Cyclone-stricken Burma will accept foreign medical workers to help with the relief effort, the Association of Southeast Asian Nations (ASEAN) said today.
"Myanmar (Burma) will accept international assistance," Singapore Foreign Minister George Yeo told a news conference.
Burma's government had estimated losses from the disaster at more than $US10 billion ($A10.5 billion), Yeo told journalists after meeting with ASEAN counterparts, including Burma's Nyan Win.
Burma also agreed at today's emergency ASEAN meeting in Singapore to let its Southeast Asian neighbours coordinate foreign assistance for cyclone victims, Yeo said.

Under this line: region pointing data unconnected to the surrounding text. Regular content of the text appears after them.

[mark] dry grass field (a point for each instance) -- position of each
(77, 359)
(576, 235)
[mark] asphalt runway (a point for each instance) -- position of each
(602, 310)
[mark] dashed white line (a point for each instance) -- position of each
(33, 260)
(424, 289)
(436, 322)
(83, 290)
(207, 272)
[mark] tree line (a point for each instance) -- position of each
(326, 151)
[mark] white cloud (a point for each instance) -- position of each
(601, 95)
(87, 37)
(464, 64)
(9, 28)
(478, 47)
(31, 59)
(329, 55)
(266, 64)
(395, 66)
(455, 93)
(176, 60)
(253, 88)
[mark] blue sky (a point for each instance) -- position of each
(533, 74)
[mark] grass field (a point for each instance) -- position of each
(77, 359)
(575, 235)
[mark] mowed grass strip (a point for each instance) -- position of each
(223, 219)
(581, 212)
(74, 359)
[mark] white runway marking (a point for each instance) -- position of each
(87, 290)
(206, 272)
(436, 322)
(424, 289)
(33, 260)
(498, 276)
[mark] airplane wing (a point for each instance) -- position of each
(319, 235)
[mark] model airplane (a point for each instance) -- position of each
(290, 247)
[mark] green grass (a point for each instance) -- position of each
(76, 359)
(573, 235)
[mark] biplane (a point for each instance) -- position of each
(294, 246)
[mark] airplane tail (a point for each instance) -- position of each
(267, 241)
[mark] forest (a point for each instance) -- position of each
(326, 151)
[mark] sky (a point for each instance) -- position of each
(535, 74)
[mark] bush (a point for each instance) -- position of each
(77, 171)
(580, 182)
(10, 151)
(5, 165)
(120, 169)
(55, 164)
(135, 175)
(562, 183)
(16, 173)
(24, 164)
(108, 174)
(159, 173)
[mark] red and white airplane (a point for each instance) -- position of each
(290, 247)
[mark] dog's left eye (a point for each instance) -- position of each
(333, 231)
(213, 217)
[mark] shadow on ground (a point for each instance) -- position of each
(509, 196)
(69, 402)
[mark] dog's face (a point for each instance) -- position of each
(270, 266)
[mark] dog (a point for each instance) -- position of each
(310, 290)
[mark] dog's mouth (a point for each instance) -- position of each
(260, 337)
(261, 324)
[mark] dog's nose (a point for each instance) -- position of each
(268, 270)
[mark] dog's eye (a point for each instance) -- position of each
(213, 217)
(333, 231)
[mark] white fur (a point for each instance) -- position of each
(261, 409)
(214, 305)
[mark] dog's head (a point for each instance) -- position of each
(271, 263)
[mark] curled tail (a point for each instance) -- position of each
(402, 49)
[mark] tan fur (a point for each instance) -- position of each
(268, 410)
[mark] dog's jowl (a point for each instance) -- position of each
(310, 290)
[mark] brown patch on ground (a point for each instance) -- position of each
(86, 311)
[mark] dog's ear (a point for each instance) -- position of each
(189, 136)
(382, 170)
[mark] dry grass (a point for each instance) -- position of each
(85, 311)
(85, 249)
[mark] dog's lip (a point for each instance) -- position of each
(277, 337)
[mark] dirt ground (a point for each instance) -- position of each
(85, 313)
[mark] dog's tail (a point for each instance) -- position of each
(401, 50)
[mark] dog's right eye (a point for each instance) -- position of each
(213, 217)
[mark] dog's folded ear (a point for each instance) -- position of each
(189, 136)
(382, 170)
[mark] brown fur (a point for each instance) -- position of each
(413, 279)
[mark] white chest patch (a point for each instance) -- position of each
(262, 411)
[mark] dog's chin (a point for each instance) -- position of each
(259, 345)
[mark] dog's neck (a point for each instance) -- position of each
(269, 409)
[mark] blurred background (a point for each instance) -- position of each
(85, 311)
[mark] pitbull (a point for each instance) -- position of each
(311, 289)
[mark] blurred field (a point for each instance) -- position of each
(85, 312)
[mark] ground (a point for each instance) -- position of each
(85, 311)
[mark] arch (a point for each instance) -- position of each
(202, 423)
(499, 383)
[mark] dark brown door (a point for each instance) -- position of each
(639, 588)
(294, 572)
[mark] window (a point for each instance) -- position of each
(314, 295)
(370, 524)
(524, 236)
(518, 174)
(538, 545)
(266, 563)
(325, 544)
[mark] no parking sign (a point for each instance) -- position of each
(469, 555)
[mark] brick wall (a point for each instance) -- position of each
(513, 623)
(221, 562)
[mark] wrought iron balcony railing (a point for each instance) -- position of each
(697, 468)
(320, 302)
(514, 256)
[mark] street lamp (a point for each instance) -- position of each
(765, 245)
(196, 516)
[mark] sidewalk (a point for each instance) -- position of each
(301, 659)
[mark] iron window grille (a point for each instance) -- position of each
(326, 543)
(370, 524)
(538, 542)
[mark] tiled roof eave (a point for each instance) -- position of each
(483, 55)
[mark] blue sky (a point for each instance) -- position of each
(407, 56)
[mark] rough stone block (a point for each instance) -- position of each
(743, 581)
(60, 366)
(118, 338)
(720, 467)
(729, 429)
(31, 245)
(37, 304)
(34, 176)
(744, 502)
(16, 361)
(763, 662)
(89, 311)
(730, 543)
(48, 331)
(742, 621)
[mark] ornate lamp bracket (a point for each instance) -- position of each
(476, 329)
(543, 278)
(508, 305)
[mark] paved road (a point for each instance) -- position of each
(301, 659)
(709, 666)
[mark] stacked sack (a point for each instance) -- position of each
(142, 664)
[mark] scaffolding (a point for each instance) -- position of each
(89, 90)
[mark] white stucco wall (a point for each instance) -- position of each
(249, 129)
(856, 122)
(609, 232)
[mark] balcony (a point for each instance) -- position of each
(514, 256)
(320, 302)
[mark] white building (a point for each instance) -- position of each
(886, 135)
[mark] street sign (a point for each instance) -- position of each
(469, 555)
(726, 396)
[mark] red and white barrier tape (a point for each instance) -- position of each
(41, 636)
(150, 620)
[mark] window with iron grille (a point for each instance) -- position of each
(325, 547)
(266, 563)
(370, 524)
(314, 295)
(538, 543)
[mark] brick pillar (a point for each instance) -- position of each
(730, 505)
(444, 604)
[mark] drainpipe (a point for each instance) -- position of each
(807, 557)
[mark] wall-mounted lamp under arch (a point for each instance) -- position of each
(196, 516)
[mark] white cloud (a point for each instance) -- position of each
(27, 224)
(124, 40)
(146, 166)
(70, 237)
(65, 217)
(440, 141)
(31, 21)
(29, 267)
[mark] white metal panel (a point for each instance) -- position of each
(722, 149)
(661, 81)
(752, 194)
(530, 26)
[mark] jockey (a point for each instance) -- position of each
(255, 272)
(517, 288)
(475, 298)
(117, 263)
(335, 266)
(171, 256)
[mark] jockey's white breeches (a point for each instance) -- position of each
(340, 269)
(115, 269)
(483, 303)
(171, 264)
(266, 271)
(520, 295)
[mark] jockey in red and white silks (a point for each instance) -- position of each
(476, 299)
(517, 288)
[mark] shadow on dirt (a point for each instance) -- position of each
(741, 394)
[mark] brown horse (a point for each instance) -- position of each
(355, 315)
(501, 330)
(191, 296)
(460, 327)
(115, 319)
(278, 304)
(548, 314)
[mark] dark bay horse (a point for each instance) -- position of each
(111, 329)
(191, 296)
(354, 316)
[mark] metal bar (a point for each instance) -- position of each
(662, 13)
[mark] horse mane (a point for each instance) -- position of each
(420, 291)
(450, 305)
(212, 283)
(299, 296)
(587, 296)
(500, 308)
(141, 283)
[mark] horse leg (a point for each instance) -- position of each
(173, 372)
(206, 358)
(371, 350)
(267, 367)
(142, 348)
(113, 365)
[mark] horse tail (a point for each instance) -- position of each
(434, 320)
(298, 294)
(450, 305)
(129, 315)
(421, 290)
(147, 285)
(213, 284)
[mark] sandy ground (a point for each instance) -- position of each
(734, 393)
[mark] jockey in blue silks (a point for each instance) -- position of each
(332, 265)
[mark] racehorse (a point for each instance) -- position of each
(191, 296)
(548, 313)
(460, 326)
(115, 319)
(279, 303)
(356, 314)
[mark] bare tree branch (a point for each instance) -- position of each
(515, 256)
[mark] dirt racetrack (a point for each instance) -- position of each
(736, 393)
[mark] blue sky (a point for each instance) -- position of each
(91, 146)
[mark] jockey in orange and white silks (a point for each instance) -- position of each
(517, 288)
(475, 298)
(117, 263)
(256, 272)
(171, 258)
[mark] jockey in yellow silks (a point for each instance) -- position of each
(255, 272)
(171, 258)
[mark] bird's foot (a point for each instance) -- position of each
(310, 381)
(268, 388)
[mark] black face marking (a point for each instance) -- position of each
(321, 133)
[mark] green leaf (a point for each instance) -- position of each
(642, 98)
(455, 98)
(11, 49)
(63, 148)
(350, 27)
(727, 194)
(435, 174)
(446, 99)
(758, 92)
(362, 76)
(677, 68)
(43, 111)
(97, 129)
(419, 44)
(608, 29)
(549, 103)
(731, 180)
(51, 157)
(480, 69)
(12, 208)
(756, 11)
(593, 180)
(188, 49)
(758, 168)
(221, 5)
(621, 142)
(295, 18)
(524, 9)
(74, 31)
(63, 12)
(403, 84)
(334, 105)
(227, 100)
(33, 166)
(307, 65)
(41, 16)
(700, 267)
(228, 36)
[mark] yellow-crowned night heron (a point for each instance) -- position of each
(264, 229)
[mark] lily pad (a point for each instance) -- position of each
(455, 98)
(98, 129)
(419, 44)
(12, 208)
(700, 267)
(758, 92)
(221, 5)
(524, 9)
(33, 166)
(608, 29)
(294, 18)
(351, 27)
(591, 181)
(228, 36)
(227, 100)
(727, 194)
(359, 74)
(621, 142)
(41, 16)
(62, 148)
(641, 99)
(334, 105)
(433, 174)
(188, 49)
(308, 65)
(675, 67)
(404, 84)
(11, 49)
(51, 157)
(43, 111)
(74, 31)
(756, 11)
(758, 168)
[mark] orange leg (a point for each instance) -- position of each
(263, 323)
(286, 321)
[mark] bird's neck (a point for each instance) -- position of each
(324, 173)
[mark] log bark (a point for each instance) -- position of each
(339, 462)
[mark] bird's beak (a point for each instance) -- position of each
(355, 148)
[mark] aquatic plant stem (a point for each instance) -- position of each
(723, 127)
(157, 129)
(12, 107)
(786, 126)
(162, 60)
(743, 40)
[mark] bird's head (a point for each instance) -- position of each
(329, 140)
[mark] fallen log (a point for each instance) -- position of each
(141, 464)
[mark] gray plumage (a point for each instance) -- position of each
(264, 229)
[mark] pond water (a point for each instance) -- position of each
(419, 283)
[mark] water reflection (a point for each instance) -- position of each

Around 70 per cent of Burma's hungry cyclone survivors are being forced from their villages as they remain without UN food aid two weeks after the disaster.
Marcus Prior, spokesman from the UN's World Food Program, said that while 750,000 survivors were in desperate need of food, only 250,000 people had received a two-week ration of rice.
"I would say that now we are just over 30 per cent," he said, labelling the response so far "slow and insufficient."
While supplies have been arriving in Rangoon, relief agencies say the junta's insistence so far that they can deliver all the aid themselves - despite a lack of equipment - has created a bottle-neck in getting food to the most needy.
Burma is part of the regional grouping.